De acordo com o porta-voz da pesquisa e especialista em LGPD, André Cilurzo, as empresas precisam acelerar o processo de adequação. “Existia uma expectativa grande de a lei ser postergada, mas houve uma reviravolta. Agora, não dá mais para adiar as medidas”, destaca. Ele pontua passos para melhor se adaptar. “Tem de entender como tratar os dados e abrir um canal de atendimento com o titular desses dados, assim como já existe para o consumidor”, diz.
Anos-luz
Enquanto a maior parte das empresas posterga a adequação, as companhias que têm a tecnologia no seu DNA estão anos-luz à frente.
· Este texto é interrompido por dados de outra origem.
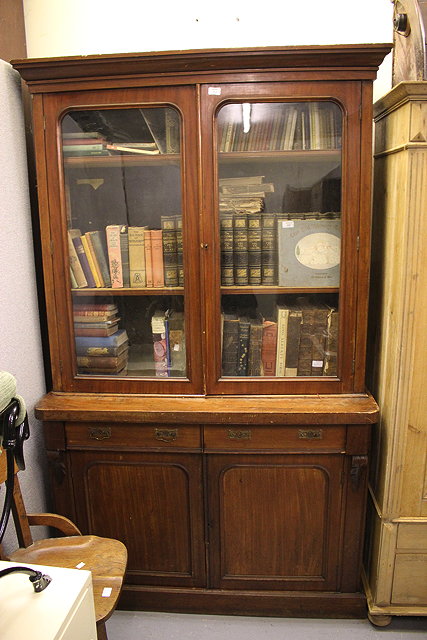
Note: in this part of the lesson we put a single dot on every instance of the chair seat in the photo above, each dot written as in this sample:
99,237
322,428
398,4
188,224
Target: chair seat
104,557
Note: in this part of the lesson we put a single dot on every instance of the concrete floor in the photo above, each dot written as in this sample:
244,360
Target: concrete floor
131,625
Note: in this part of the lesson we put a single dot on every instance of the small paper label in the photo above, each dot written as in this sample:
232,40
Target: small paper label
317,363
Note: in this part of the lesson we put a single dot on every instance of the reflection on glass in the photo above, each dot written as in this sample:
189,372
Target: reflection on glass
122,173
279,199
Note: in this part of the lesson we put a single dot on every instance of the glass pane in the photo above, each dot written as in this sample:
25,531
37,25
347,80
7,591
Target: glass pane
122,170
279,194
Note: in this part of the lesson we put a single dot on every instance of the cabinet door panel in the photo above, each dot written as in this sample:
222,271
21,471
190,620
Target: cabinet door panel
275,521
153,503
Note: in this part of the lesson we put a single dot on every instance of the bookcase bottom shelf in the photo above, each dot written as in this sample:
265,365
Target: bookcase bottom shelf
302,604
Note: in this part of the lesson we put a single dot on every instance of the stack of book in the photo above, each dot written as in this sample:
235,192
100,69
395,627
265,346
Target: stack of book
301,340
169,352
280,249
124,256
101,347
284,127
243,194
90,143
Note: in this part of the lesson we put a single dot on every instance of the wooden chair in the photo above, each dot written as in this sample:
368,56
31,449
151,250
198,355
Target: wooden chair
105,558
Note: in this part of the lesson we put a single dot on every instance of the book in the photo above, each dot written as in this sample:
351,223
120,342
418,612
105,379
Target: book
114,255
179,251
170,250
124,254
254,249
269,345
176,342
75,266
282,338
243,346
148,258
255,347
309,252
160,352
95,363
137,273
75,235
157,258
331,344
99,248
94,331
269,249
226,248
230,343
115,340
240,249
293,341
93,262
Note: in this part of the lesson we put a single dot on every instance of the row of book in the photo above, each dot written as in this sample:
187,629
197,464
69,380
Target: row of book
101,346
301,340
127,256
159,129
169,352
267,249
284,127
243,194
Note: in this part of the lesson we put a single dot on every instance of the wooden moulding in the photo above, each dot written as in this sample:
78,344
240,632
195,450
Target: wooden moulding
269,410
363,56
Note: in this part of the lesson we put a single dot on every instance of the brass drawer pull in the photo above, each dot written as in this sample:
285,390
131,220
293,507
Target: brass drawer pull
310,434
99,433
241,434
166,435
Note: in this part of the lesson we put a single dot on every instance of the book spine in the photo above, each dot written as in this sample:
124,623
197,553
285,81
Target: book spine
93,262
124,253
75,265
137,275
282,336
99,251
293,343
241,255
268,250
227,246
230,345
255,346
331,344
179,251
160,354
84,262
114,256
170,250
254,249
157,257
243,347
148,258
269,346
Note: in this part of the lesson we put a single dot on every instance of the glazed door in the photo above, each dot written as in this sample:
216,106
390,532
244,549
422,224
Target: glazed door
125,182
274,521
283,204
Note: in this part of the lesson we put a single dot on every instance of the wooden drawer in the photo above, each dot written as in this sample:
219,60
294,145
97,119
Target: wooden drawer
131,437
259,438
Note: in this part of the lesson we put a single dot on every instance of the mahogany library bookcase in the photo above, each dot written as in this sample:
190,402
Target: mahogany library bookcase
205,225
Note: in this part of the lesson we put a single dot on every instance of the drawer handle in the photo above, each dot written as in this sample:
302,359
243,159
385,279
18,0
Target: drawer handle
99,433
241,434
310,434
166,435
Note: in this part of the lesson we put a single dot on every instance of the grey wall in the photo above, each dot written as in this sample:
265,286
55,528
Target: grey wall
20,345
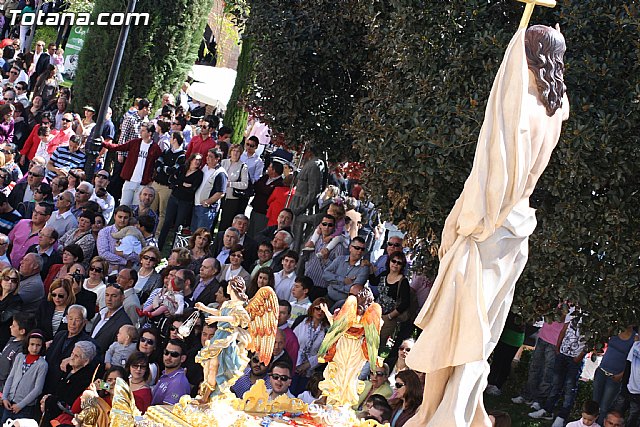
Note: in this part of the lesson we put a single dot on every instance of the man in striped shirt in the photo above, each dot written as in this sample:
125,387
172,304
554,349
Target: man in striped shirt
65,158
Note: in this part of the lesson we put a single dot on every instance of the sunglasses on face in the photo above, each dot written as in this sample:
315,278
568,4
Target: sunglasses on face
149,341
174,354
277,377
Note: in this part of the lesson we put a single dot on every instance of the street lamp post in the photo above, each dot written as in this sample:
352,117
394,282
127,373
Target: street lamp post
94,143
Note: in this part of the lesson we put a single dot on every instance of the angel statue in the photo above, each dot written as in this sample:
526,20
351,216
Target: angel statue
352,339
225,356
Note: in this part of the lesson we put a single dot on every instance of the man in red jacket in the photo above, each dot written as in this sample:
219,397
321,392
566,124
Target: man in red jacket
137,170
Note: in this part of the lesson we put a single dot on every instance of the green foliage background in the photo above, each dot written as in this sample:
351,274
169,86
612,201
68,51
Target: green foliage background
157,57
410,91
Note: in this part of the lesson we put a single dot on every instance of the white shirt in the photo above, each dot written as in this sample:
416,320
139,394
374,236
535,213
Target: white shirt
142,160
284,283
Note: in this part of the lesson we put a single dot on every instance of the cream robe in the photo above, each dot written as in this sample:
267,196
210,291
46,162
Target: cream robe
484,248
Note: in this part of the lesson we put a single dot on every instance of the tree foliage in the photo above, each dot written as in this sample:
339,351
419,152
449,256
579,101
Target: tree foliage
429,76
157,57
308,58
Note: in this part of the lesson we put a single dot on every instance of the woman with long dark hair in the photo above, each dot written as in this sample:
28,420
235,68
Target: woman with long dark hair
408,388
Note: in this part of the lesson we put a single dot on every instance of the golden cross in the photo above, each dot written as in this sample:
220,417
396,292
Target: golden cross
528,10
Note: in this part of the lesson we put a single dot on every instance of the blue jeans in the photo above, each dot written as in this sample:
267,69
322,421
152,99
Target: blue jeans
605,390
565,383
203,217
540,377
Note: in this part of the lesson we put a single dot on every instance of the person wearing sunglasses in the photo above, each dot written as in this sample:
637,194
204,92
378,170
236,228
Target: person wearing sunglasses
280,377
173,382
346,271
394,244
408,397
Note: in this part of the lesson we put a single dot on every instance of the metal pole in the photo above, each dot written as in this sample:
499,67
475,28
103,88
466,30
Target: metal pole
94,143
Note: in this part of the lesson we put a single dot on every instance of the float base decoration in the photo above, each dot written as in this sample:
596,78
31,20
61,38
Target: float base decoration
254,410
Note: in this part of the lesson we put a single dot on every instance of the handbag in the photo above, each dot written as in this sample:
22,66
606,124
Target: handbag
238,193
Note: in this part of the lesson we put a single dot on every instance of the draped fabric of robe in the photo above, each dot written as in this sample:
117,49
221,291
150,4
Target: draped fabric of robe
484,248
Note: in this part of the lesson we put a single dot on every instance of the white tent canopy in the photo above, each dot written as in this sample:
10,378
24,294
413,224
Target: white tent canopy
212,85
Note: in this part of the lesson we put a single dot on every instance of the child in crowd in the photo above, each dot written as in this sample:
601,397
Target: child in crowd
590,412
339,236
26,379
22,324
124,346
299,300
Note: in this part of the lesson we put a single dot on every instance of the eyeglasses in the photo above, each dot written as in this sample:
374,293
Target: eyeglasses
173,354
149,341
277,377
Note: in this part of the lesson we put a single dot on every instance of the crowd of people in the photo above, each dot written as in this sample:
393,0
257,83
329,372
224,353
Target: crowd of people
81,248
83,285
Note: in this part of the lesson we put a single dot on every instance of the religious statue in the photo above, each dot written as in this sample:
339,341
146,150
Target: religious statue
485,238
224,357
352,339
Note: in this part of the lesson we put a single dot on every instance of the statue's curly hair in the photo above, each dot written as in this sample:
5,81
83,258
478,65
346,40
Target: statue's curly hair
238,286
545,47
A Locaweb, empresa de soluções para transformação digital, começou o processo no início de 2019. Aline Goldstejn, gerente jurídica da empresa, conta que a estratégia partiu de uma conversa com o time de todas as empresas do grupo para identificar onde haveria tratamento de dados e eventuais falhas. “Reforçamos medidas de segurança, com criptografia de dados, melhoramos a política de privacidade, abrimos um canal de comunicação, com perguntas e respostas, e vamos lançar uma cartilha de boas práticas.” (SK)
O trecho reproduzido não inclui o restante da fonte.